Em 2019 perdeu 50 mil votos, mantendo no entanto o mesmo número de deputados (o PCP perdeu 115 mil), ao insistir num acordo que, além de lhe ter sido negado, já tinha mostrado ter cumprido o seu papel e, a partir daí, insistir nele, não passava de chover no molhado quando o PS já deixara claro que o amor à esquerda acabara, queria governar com a direita se não pudesse fazê-lo sozinho.

Marisa Matias na campanha presidencial de 2021 (164.869 votos) perdeu 300 mil votos dos 469,582 de 2016, pela mesma razão: a insistência para encontrar soluções para o país num acordo com o PS.

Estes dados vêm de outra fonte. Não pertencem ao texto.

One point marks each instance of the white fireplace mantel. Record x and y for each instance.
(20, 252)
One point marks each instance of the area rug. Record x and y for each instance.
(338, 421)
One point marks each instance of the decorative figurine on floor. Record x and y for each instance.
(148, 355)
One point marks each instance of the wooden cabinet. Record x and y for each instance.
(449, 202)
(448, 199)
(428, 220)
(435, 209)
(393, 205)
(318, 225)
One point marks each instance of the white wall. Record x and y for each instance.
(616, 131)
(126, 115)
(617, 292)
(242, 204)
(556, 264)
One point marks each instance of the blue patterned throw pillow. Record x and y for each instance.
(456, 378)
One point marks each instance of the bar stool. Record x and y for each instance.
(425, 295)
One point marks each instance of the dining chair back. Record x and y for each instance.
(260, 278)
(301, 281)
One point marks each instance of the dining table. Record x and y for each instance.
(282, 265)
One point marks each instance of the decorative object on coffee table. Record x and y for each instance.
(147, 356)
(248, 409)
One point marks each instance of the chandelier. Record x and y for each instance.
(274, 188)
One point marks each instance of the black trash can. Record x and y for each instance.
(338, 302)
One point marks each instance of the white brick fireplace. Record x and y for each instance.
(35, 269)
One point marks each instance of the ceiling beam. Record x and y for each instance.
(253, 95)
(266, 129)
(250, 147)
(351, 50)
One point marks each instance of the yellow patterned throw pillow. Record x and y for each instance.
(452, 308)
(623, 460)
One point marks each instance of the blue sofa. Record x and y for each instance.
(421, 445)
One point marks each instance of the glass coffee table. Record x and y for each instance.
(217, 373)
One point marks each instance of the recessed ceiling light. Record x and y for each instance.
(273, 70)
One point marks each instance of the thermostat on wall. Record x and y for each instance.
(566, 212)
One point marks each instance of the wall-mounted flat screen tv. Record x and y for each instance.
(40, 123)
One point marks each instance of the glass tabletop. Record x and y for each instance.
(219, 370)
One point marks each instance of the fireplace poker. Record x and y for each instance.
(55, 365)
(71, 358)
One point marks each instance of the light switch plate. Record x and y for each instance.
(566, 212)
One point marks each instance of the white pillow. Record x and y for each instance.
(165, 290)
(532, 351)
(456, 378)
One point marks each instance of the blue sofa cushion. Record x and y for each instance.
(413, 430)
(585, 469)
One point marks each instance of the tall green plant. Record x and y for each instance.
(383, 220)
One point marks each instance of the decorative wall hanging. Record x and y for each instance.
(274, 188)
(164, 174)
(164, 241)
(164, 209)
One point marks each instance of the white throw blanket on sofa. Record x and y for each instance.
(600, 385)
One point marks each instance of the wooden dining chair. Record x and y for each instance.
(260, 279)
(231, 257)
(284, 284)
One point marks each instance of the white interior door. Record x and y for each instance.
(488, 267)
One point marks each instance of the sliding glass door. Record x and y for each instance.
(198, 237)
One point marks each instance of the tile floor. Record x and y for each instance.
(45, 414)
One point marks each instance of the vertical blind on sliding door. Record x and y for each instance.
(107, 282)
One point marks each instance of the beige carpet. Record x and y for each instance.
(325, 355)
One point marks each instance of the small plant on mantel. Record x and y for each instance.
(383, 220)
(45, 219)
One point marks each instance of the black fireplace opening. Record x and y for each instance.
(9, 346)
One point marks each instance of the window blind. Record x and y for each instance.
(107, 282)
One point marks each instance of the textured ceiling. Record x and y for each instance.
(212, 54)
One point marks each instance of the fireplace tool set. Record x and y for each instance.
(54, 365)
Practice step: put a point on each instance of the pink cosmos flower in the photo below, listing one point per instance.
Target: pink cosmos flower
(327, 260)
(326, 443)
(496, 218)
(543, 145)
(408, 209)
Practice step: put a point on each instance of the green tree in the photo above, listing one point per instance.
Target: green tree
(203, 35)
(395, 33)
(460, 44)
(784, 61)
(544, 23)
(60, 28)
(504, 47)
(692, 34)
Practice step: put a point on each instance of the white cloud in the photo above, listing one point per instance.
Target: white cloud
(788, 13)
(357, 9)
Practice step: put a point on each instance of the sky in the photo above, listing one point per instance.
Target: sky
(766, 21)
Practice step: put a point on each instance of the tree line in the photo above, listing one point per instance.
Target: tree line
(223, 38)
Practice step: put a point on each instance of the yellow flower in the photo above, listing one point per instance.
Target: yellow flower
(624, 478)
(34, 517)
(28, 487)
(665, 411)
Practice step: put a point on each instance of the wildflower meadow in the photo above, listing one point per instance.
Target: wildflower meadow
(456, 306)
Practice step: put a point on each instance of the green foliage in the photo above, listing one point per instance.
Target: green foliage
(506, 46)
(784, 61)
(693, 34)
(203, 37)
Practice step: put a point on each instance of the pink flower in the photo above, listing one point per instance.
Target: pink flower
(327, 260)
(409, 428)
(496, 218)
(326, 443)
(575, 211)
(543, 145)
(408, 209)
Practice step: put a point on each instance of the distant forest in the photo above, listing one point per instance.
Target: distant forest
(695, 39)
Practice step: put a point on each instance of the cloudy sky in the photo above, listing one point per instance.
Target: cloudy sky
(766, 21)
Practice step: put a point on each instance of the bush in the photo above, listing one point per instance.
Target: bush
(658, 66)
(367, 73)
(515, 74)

Hoje, dos que ficaram zangados por o Bloco ter chumbado os orçamentos de 2021 e, em especial o de 2022, numa afirmação factual de que não está disposto a transigir com mais colaboracionismo com a direita, uma parte irá votar no PS, o ninho acolhedor.

Mas grande parte da fatia do eleitorado que se abstém por estar descontente com esta democracia que só serve a direita, por estar farta de promessas e de ficar sempre de fora das grandes decisões, a grande parte do eleitorado de esquerda, precisa de ser posta em contacto com o programa do Bloco e o seu potencial de realização e de esperança.

A nossa campanha tem que afirmar-se como a única alternativa à direita, com as nossas propostas que a confrontam no cerne do seu poder, e deixar claro que esse confronto, por mais duro que seja, não dispensa ninguém nem nenhuma força de esquerda desde que não transija no fundamental nessa luta.